Les trois axes de la diktyologie

L’axe logologique 
L’écriture, la production de signifiants fait que les réseaux forment un système de signification en translation. Ainsi quand on écrit un mot dans son navigateur, celui-ci est interprété par ce logiciel, qui l’interprète pour le système d’exploitation, qui l’interprète à son tour pour la machine. On manipule plusieurs langages sans s’en apercevoir, qui s’écrivent avec la machine.
On pourra alors se demander ce que signifie participer ainsi à une oeuvre commune. Nous avons l’illusion d’écrire ce que nous voulons, mais pour cela on utilise des protocoles contraints qui ne peuvent pas être sans incidence sur l’écrit et la pensée qui y préside.


L’axe nomologique 
la concurrence des normativités.: Il y a un projet d’"Internet responsable" (éviter les échanges illégaux, voire immoraux, ne pas être agressif...) mais la responsabilité, au delà de la morale familiale ou sociale, consiste par exemple à savoir pourquoi on choisit tel navigateur plutôt que tel autre. La véritable responsabilité est dans l’appropriation des langages. "Le code, c’est la loi", pour paraphraser le juriste américain Lawrence Lessig. Quand une société américaine comme l’ICANN a le monopole mondial de la régulation des noms de domaine de premier niveau (.com, .fr, .org...) avec les codes informatiques qui leur correspondent, cela mérite réflexion.[1]


L’axe égologique 
La question n’est pas "que suis-je dans cette salle des machines ?" mais "qu’est-ce que cette subjectivité liée à Internet, qui se définit par le numérique ?" Nous sommes à distance numérique de nous-mêmes car les réseaux sont de la mémoire et des traces, et non pas simplement le dépôt de ce que nous fûmes et de ce que nous continuons d’être. Les réseaux permettent ainsi de mettre sur le même plan passé et présent. D’un point de vue informatique, il n’y a pas de différence essentielle entre entre 2002 et 2012 : l’on est "tout entier" dans ce qu’on écrivit en 2002, "tout entier" dans ce qu’on écrit en 2012.
L’identité personnelle est ainsi devenue élastique. Elle est exposée non plus seulement aux intentions de mes interlocuteurs mais à des machines qui définissent mon identité. Par exemple, mon identité est prise en charge par des sites marchands qui, au moyen de leurs algorithmes, se souviennent de mes précédentes recherches et me proposent des produits susceptibles de m’intéresser.

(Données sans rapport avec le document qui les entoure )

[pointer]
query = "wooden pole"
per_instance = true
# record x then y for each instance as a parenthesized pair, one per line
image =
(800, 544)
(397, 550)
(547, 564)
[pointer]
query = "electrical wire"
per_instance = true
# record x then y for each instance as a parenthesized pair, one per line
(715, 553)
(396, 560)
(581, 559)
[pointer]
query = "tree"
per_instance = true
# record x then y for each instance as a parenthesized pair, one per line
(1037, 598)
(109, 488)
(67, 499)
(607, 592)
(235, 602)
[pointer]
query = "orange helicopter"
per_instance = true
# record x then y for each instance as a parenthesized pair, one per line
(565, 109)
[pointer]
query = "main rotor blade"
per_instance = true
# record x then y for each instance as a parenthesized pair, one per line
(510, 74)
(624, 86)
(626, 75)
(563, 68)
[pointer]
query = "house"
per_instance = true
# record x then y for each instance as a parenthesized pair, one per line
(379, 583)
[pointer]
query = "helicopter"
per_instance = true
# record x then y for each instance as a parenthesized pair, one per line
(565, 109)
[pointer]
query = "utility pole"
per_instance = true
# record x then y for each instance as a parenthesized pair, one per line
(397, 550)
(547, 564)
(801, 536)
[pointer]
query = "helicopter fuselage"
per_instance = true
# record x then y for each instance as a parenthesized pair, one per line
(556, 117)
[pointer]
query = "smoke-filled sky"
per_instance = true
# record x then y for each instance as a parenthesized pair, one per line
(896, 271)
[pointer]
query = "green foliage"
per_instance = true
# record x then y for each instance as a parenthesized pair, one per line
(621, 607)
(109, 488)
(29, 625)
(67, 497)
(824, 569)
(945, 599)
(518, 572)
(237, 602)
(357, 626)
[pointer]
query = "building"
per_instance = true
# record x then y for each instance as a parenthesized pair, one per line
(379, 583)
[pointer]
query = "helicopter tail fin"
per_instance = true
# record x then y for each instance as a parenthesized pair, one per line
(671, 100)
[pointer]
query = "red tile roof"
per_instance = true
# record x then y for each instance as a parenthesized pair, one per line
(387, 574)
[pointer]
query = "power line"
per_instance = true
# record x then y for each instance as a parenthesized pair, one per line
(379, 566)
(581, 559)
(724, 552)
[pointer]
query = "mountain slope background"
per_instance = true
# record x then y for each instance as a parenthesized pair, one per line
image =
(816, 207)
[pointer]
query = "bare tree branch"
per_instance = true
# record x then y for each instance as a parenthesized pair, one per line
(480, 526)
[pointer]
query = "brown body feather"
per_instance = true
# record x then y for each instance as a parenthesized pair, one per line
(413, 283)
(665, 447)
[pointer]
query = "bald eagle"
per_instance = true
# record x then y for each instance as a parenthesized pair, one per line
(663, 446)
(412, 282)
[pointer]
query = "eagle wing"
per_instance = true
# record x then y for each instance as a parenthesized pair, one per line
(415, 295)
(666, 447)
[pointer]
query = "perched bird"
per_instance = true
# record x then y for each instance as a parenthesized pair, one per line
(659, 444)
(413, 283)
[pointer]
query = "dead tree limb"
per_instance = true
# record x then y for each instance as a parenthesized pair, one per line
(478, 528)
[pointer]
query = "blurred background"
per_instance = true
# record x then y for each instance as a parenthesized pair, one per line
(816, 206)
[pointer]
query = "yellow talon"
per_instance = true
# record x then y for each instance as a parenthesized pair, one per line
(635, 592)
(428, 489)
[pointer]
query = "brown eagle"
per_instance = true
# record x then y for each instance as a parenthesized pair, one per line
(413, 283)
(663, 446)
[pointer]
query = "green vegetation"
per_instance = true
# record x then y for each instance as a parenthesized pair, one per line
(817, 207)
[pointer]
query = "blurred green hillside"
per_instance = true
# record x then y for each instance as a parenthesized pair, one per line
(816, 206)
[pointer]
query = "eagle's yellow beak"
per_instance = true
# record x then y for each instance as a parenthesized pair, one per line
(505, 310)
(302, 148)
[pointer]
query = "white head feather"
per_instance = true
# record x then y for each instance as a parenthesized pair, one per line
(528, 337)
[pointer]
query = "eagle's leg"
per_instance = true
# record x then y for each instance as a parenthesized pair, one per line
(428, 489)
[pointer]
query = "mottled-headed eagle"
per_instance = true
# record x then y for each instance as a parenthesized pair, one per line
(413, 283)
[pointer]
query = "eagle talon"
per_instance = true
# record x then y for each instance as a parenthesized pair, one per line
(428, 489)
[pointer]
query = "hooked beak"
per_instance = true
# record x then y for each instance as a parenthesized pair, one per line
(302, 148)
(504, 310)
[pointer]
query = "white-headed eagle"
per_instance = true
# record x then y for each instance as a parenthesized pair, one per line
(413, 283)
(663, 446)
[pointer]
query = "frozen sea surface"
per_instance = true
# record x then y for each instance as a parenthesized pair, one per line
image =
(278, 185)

Tout cela ne nous plonge pas dans les mondes de Blade runner ou de 1984 mais mérite d’être élucidé pour comprendre à nouveaux frais la façon dont nous produisons notre monde.




  1. Si l’on veut des citoyens qui comprennent le monde dans lequel ils vivent, il faut alors leur apprendre à lire et à écrire les langages informatiques et à réfléchir sur les potentialités du numérique en termes de liberté ou d’aliénation.